Comme sur Machine Head, c'est «Highway Star» qui lance les hostilités sur Made
In Japan. Après quelques arpèges policés de
Jon Lord, les applaudissements gagnent peu à peu en volume dans le public, et
progressivement, Ian Paice marquant la pulsation, nait de cette matière informe
un «Highway Star» incendiaire! Ce titre est sans doute, de tous ceux jouées sur
l’album, le plus fidèle à son équivalent studio, les solos d'orgue et de
guitare étant peu ou prou repiqués sur la version de Machine Head. Ce qui frappe surtout ici, c’est l'urgence de ce
«Highway Star», qui donne tout son sens aux paroles «Nobody gonna beat my
car/It's gonna break the speed of sound». Après ce «mur du son», up-tempo comme
il se doit, tintent les premières notes de «Child In Time», le «Stairway To
Heaven» de Deep Purple. Sur les refrains de cette composition fleuve, Gillan
trouve des accents déchirants, une sauvagerie même, absents de la version
studio, tout comme ce solo de Lord précédant celui de Blackmore durant la
partie centrale; celle-ci, prise beaucoup plus rapidement que sur Machine
Head, semble galvaniser le guitariste - ou
bien est-ce la présence du public… ou les deux? - qui grave ce soir du 16 aout
un grandiose et épique solo de plus trois minutes, d’une conduite magistrale ou chaque note parait marquée du sceau de la necessité! Un
brutal break venant interrompre ces salves, la reprise du début, au bord du
silence, en est sidérante. Quant au solo de Blackmore sur «Smoke On The Water», un mot le résume: perfection! Chaque phrase, exaltée par un feedback qui semble infini, est d'une
beauté mélodique absolue. Les prestations de Blackmore les deux soirs suivants, très
différentes et somme toute nettement moins abouties, prouvent que ce
15 aout c'est bien d'improvisation qu'il s'agissait; Prodigieux!
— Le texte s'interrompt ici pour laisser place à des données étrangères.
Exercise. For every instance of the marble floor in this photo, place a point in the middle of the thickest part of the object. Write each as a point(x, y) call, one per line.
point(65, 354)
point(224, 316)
Paradoxalement, les questions/réponses entre guitare et voix sur «Strange Kind
Of Woman», qui semblent pourtant totalement impromptues sont en réalité pour beaucoup écrites "dans le scénario" et certains échanges se retrouvent à l'identique d'un soir
à l'autre… mais justement, la principale qualité de Made In Japan c'est bien cette sensation d'improvisation qui émane de l'album dans son
entier, que celle-ci soit réelle ou pas. Sur ce point, «Lazy», un peu à
l'étroit en studio, et regardant sans doute trop vers «les jams blues-rock de
la décennie précédente»** aura tout à gagner en concert, en particulier ce 17
aout à Tokyo. La compo proprement dite, du rock up-tempo sur une grille de
blues, transpire un plaisir de jouer de la musique contagieux. Made
In Japan est un live généreux
en morceaux de bravoure instrumentale: Jon Lord sur «Lazy», le sus-cité Blackmore, Gillan sur «Child In Time». Quant à Ian
Paice, il livre une prestation fabuleuse, bien sûr durant son fameux solo sur «The Mule»
mais pas que: son drumming très jazz sur les ponts "lyriques" de
«Strange Kind Of Woman» ou encore tout «Space Truckin'» en font peut-être le personnage principal de Made In Japan. «Space Truckin'», contrairement à ce que le minutage du disque indique, ne dure que cinq minutes,
comme la version studio. La «cavalcade» qui lui fait suite, est librement inspirée
de «Mandrake Root» et l’épisode le plus ambiant possède une ressemblance avec
«Fools» sur Fireball. Ces vingt dernières minutes, prennent la forme d'une vertigineuse odyssée sonore, d'une audace narrative inouïe. Et les quelques secondes de silence qui séparent les derniers accords des applaudissements acquièrent, après ces déflagrations, une densité impressionnante.
Passionnant pour son caractère d'épopée, éblouissant instrumentalement, impressionnant par l'engagement physique et musical des musiciens: Made In Japan est le live de tous les superlatifs.
Passionnant pour son caractère d'épopée, éblouissant instrumentalement, impressionnant par l'engagement physique et musical des musiciens: Made In Japan est le live de tous les superlatifs.
✰ ✰ ✰ ✰ ✰✰
* Le live Made In Japan, est paru dès décembre 72 pour le marché européen
mais seulement en avril 73 pour les USA.
** Chronique de l'album Machine Head sur le site Destination rock.